Minister killed in Sudan plane crash

Southern Sudan's minister of defence and a presidential adviser were among at least 23 people killed on Friday in a plane crash blamed on engine failure, officials said.

Dominic Dim, the south's defence minister, and Justin Yak, a presidential adviser for local government affairs, were on the plane that crashed near the southern town of Rumbek, the southern government officials said.

"Twenty-one passengers were killed and either two or three crew members," First Vice President Salva Kiir told a news conference. "Two engines failed and there was nothing the pilot could do."

Yak's wife was also among the dead, said a southern government official.

The former southern rebel group SPLM signed a 2005 accord with the northern National Congress Party, ending Africa's longest civil war. Dim also had ministerial responsibility for the SPLA, which is the armed wing of the SPLM.

South Sudan Information Minister Gabriel Changson Chang said the site had been cordoned off and the government would investigate the crash.

The UN said the plane was a Beechcraft 1900 operated by South Sudan Air Connection travelling from Wau to Juba with 21 passengers on board. The Juba-based airline operates flights in southern Sudan.
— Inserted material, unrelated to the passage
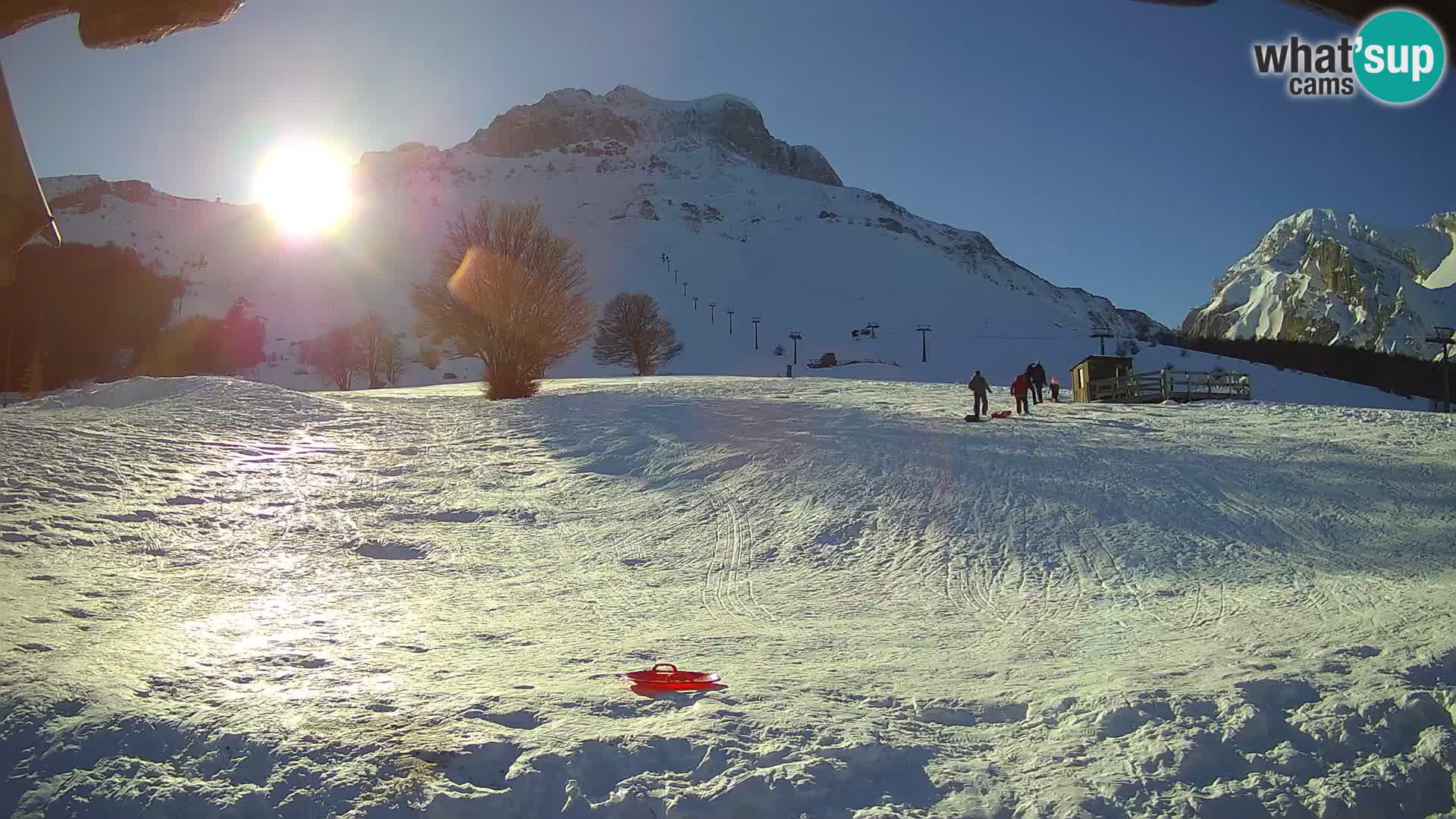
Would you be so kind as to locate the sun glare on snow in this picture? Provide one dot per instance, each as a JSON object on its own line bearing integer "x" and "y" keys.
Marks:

"(U.N. head Ashraf) Qazi has also offered deepest sympathy on behalf of the United Nations ... to the bereaved families of the crash victims," the United Nations said in a statement.

The United Nations would fly government and air safety officials to the crash site to facilitate investigations.

Nineteen of the dead were military officials, the France-based Sudan Tribune web site reported.

Dim, who was a major general in the army, was appointed to his post last July in a cabinet reshuffle.

Former Southern rebel leader John Garang was killed in a helicopter crash three years ago. His widow has called his death an assassination, despite an official investigation that blamed pilot error.